Walk into any great retail space and you can feel it immediately, not in the architecture, not in the lighting, but in the people. Their energy tells you everything you need to know about the brand.
We recently spent a day on Regent Street — a masterclass in global retail — and what stood out most wasn’t the merchandising or the design. It was the pride. From Bathing Ape® to Aesop, Gymshark to Hamleys, the staff didn’t just serve customers; they embodied their stores. You could feel it in the way they spoke, stood, and shared details that most visitors would overlook.
At Aesop, one team member pointed out that the floor pattern mirrors the curve of Regent Street. “Even the elevator materials were chosen to calm you as you descend to the treatment area,” she said, with quiet satisfaction — as if she’d helped make it happen.
At Bathing Ape, a young associate explained how each floor’s material palette reflects a different clothing collection , not from a script, but with genuine ownership.



Those moments weren’t customer service; they were creative stewardship.
Brands talk endlessly about customer experience, but in reality, the most powerful customer experiences begin with employee experience.
The best stores don’t just attract shoppers — they attract advocates. Spaces so thoughtfully designed that staff take pride in every detail, feeding that pride back into every interaction.
This is the loop great retail design creates:
Design inspires staff → Staff elevate experience → Experience reinforces brand.

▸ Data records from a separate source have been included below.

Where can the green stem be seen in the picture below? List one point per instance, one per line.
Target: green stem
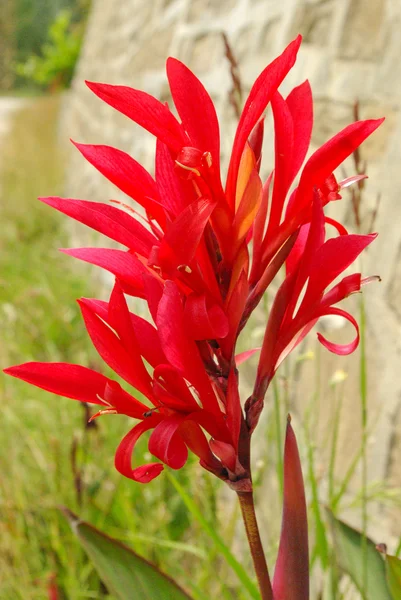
(255, 544)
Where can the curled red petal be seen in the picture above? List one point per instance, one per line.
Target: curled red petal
(123, 456)
(63, 379)
(291, 575)
(233, 408)
(331, 259)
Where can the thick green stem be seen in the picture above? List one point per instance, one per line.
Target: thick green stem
(255, 544)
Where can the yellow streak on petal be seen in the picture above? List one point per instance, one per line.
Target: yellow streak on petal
(248, 207)
(246, 167)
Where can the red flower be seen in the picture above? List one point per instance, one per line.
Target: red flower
(202, 257)
(179, 413)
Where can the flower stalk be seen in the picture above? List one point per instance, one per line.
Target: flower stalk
(255, 544)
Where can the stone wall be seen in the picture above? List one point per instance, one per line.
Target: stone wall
(351, 51)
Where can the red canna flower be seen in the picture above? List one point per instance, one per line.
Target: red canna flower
(202, 255)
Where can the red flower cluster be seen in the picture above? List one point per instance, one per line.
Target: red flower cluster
(202, 257)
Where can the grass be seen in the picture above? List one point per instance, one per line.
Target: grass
(47, 452)
(49, 457)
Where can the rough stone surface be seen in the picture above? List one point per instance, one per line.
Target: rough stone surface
(351, 50)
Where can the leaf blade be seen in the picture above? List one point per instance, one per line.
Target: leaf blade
(126, 574)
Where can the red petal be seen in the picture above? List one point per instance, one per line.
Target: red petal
(179, 245)
(300, 103)
(195, 108)
(196, 441)
(125, 404)
(283, 151)
(259, 228)
(347, 286)
(175, 385)
(122, 264)
(127, 174)
(305, 257)
(340, 349)
(175, 192)
(153, 291)
(325, 160)
(124, 451)
(336, 255)
(243, 356)
(340, 228)
(128, 365)
(259, 97)
(233, 408)
(145, 110)
(71, 381)
(204, 322)
(234, 310)
(291, 575)
(113, 222)
(167, 445)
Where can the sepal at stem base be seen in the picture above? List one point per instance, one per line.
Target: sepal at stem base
(291, 576)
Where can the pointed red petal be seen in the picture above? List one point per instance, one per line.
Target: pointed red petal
(259, 97)
(204, 322)
(340, 349)
(195, 108)
(123, 457)
(166, 444)
(125, 266)
(113, 222)
(128, 365)
(332, 258)
(145, 110)
(300, 103)
(127, 174)
(63, 379)
(327, 158)
(179, 245)
(180, 350)
(291, 575)
(283, 152)
(175, 193)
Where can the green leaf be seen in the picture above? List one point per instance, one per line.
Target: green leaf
(125, 574)
(393, 572)
(348, 546)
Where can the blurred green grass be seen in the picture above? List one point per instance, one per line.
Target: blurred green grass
(48, 457)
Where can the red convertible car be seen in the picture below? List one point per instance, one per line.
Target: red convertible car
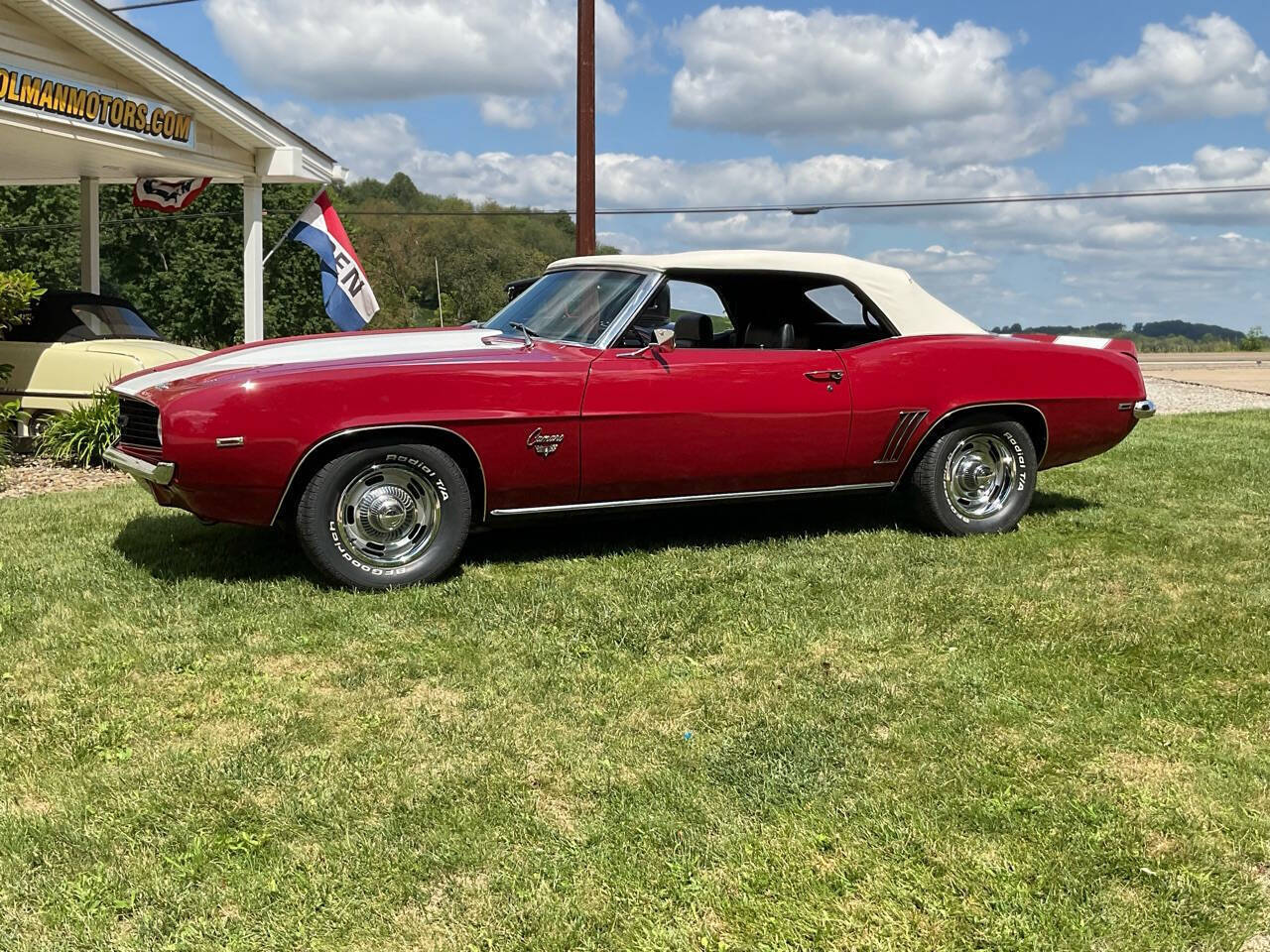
(620, 382)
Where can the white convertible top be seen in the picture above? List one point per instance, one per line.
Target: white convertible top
(902, 299)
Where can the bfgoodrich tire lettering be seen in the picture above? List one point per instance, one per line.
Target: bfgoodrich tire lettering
(975, 479)
(385, 517)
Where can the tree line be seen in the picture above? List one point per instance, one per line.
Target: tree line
(185, 273)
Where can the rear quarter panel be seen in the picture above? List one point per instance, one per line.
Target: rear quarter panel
(1078, 390)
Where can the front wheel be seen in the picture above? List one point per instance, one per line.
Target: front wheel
(385, 517)
(975, 479)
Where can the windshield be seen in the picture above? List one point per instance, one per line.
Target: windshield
(107, 321)
(575, 306)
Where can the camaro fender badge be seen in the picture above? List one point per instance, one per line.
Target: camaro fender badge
(544, 443)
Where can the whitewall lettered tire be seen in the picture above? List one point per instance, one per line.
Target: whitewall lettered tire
(385, 517)
(974, 479)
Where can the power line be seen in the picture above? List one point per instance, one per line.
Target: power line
(803, 208)
(150, 3)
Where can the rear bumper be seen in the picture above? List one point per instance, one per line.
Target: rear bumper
(158, 474)
(1141, 409)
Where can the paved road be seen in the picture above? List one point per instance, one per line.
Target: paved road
(1255, 357)
(1237, 370)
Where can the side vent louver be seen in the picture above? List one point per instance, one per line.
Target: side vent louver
(899, 433)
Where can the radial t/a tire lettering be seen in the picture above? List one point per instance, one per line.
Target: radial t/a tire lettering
(385, 517)
(975, 479)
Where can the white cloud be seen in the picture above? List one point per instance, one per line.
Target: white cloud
(381, 144)
(1209, 167)
(1143, 259)
(511, 112)
(864, 79)
(386, 50)
(765, 230)
(1210, 67)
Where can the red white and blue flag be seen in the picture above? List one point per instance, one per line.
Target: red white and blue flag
(344, 289)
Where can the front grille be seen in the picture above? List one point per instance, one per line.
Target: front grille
(139, 424)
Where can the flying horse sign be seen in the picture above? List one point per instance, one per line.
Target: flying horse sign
(35, 89)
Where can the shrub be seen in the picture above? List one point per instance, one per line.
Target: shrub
(81, 435)
(18, 290)
(10, 416)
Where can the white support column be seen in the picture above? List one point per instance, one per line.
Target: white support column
(253, 264)
(90, 236)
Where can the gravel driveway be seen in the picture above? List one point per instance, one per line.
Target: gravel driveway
(1175, 398)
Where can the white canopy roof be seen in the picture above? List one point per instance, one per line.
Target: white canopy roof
(902, 299)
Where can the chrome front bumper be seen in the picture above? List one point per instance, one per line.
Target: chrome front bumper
(141, 470)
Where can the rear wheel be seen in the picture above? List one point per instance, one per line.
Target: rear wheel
(385, 517)
(975, 479)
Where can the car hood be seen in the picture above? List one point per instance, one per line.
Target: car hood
(362, 347)
(148, 353)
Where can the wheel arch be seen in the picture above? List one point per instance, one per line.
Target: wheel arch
(386, 434)
(1028, 416)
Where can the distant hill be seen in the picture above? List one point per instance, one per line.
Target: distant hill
(1148, 335)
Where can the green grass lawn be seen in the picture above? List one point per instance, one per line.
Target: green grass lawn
(748, 728)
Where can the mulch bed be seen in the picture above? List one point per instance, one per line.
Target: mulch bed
(30, 476)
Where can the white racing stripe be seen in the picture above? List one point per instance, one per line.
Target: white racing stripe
(345, 347)
(1092, 343)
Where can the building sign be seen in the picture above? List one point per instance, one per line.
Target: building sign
(28, 89)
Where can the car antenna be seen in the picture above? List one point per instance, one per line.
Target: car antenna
(529, 334)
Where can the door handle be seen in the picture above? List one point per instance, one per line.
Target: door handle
(825, 376)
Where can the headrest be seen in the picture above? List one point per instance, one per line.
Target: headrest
(694, 327)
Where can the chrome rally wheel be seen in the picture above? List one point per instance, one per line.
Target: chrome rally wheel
(389, 515)
(979, 475)
(385, 517)
(974, 479)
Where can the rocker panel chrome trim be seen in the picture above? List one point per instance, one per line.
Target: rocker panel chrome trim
(685, 500)
(291, 479)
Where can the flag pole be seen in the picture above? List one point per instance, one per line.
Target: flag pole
(284, 238)
(440, 312)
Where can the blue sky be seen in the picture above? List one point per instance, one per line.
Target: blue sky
(715, 104)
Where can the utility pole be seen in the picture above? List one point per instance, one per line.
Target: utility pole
(585, 144)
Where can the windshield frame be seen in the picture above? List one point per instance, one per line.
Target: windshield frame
(652, 278)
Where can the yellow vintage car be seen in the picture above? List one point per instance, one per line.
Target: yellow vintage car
(73, 343)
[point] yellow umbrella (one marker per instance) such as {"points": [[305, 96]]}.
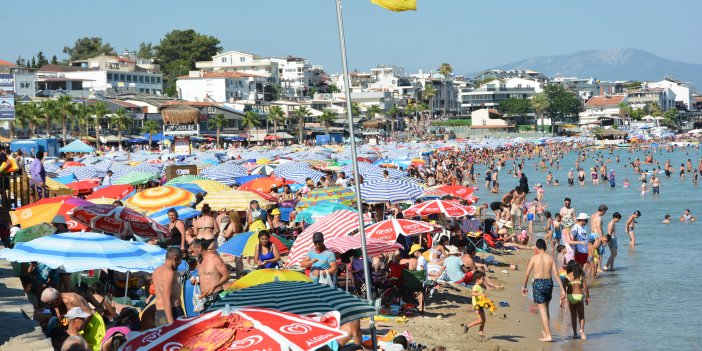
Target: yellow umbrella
{"points": [[238, 200], [156, 199], [263, 276], [211, 186]]}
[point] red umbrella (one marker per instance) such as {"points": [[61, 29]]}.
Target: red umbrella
{"points": [[375, 247], [439, 207], [390, 229], [245, 329], [119, 220], [83, 186], [116, 192]]}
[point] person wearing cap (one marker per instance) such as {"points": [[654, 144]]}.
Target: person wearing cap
{"points": [[319, 258], [579, 238]]}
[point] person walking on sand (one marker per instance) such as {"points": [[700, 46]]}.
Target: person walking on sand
{"points": [[544, 268]]}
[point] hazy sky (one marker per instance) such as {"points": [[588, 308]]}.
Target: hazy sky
{"points": [[470, 34]]}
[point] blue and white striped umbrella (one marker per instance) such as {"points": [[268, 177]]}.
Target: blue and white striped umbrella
{"points": [[390, 190], [183, 214], [75, 252]]}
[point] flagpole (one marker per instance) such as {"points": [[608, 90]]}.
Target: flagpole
{"points": [[354, 162]]}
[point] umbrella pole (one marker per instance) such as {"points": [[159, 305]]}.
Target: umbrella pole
{"points": [[354, 162]]}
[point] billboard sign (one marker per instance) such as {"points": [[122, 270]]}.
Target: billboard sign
{"points": [[7, 96]]}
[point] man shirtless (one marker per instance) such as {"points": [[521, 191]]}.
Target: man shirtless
{"points": [[168, 289], [206, 227], [212, 272], [544, 268]]}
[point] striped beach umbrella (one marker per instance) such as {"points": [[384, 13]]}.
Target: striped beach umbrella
{"points": [[390, 190], [286, 297], [335, 224], [75, 252]]}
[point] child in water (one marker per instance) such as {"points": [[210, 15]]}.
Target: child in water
{"points": [[578, 296]]}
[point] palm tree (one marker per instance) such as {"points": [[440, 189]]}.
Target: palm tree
{"points": [[49, 110], [218, 121], [300, 114], [151, 127], [100, 111], [326, 118], [121, 121], [540, 103], [65, 108], [275, 115]]}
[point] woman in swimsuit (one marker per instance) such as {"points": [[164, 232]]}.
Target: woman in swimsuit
{"points": [[578, 296]]}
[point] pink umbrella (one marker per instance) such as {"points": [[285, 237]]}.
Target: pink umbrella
{"points": [[439, 207], [375, 247], [389, 230]]}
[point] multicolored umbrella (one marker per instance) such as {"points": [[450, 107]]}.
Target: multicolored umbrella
{"points": [[119, 220], [45, 210], [337, 194], [244, 244], [375, 247], [238, 200], [286, 297], [241, 329], [390, 229], [263, 276], [446, 208], [155, 199]]}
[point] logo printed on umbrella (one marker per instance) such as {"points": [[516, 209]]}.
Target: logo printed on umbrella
{"points": [[245, 343], [296, 329]]}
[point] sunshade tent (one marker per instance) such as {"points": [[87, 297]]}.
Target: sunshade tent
{"points": [[77, 146], [75, 252], [155, 199], [285, 296]]}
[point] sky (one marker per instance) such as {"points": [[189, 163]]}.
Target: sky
{"points": [[471, 35]]}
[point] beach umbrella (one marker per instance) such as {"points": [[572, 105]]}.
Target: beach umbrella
{"points": [[116, 192], [335, 224], [389, 230], [375, 247], [75, 252], [321, 209], [33, 232], [135, 178], [154, 199], [264, 184], [266, 170], [390, 190], [45, 210], [335, 194], [446, 208], [244, 244], [301, 298], [184, 179], [119, 220], [184, 212], [263, 276], [240, 329], [237, 200]]}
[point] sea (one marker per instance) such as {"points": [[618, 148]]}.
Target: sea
{"points": [[652, 300]]}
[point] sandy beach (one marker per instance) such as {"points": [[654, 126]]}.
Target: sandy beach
{"points": [[516, 327]]}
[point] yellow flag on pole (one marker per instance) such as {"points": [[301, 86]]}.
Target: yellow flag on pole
{"points": [[397, 5]]}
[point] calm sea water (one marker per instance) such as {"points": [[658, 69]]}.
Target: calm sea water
{"points": [[652, 301]]}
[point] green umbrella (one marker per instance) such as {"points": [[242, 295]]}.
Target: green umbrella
{"points": [[136, 178], [321, 209], [299, 298], [33, 232]]}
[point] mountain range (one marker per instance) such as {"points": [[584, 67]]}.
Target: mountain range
{"points": [[617, 64]]}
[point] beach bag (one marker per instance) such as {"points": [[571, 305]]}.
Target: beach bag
{"points": [[198, 303], [325, 278]]}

But here’s the uncomfortable truth: too many stores are designed for transactions, not for teams. They prioritise footfall over fulfilment, and wonder why the atmosphere feels flat. You can’t expect your people to perform like ambassadors if they feel like tenants in someone else’s space.
Designing for your staff is not a soft skill — it’s a strategic one. It’s how culture gets transmitted, and how customers sense authenticity before a single word is spoken.
The most successful stores today are built on one principle:
Inspire your staff, and they’ll inspire everyone else.
Because in the end, retail isn’t a stage for customers.
It’s a theatre powered by the pride of the people who perform in it.